But in a larger dataset with $p>2$ variables, there are multiple candidates for principal components, and they are defined in a similar manner. To find $\phi_2$, we solve the same maximisation problem, but with the additional constraint that $\phi_2$ is orthogonal to $\phi_1$.

Once all the principal components are identified, you can reduce the dimensionality of the dataset by projecting it onto the hyperplane defined by the first $d$ principal components. Selecting this hyperplane ensures that the projection will preserve as much variance as possible.

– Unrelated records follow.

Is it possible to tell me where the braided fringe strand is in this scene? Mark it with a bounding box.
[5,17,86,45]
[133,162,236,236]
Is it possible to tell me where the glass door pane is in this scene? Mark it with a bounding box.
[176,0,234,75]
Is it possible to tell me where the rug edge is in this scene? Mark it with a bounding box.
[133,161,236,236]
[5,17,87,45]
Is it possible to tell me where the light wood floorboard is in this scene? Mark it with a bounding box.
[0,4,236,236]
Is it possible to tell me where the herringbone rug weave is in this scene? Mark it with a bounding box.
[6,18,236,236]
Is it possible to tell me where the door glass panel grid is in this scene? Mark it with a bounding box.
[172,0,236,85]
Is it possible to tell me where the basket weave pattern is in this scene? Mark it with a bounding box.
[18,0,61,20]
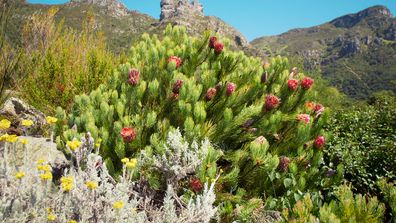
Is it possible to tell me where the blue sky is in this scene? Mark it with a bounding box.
[28,0,396,40]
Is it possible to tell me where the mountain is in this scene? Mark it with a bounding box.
[8,0,257,54]
[251,6,396,99]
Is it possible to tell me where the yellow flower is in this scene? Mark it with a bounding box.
[47,214,56,221]
[37,165,51,172]
[40,171,52,180]
[21,139,28,145]
[0,119,11,129]
[66,139,81,151]
[121,158,129,163]
[5,135,18,143]
[126,159,137,169]
[36,159,45,164]
[15,171,25,179]
[85,181,98,190]
[61,176,73,192]
[45,116,58,125]
[0,133,10,142]
[113,201,124,209]
[21,120,33,127]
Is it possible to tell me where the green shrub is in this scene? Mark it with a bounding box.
[20,8,116,112]
[283,185,385,223]
[377,178,396,222]
[57,26,342,215]
[326,95,396,195]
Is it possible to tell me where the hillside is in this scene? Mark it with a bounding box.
[251,6,396,99]
[8,0,257,55]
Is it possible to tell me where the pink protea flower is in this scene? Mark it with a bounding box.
[214,41,224,54]
[120,127,136,143]
[296,114,311,124]
[168,56,182,68]
[287,79,298,91]
[265,94,280,111]
[205,87,217,101]
[313,104,324,118]
[209,36,217,49]
[314,136,326,149]
[190,178,203,193]
[301,77,314,90]
[172,80,183,94]
[128,68,140,86]
[278,156,290,172]
[261,71,268,84]
[226,82,236,96]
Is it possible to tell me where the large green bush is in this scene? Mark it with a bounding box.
[57,26,342,216]
[18,8,117,112]
[326,92,396,195]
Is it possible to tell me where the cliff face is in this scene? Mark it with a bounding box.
[251,6,396,99]
[160,0,251,49]
[69,0,128,17]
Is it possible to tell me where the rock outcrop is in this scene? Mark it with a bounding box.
[69,0,129,17]
[160,0,250,49]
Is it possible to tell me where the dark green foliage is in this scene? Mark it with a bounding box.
[326,95,396,194]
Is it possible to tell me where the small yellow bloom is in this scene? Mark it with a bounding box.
[36,159,45,164]
[0,133,10,142]
[21,120,33,127]
[61,176,73,192]
[40,171,52,180]
[5,135,18,143]
[47,214,56,221]
[113,201,124,209]
[45,116,58,125]
[20,139,28,145]
[15,171,25,179]
[66,139,81,151]
[37,165,51,172]
[85,181,98,190]
[0,119,11,129]
[126,159,137,169]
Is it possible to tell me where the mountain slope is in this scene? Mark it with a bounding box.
[8,0,258,55]
[251,6,396,99]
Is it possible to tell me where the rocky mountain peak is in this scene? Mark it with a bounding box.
[330,6,393,28]
[69,0,128,16]
[160,0,204,21]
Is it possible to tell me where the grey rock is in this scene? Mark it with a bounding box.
[0,97,46,133]
[69,0,129,17]
[0,136,68,169]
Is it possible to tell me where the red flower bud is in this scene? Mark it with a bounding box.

To do so, simply compute the dot product of the training sest matrix $\mathbf X$ by the matrix $\mathbf W_d$.

$$\mathbf X_{d\text{-proj}} = \mathbf X \cdot \mathbf W_d$$

The following is the `sklearn` implementation.

In [9]:
pca = PCA(n_components=14**2)
X2D_2 = pca.fit_transform(X_test_centered)

In [10]:
# For testing
print(X2D[:,4])
print()
print(X2D_2[:,4]*-1.0)
print(np.allclose(X2D[:,:], (X2D_2[:,]*-1.0))) # Validate that both are equal.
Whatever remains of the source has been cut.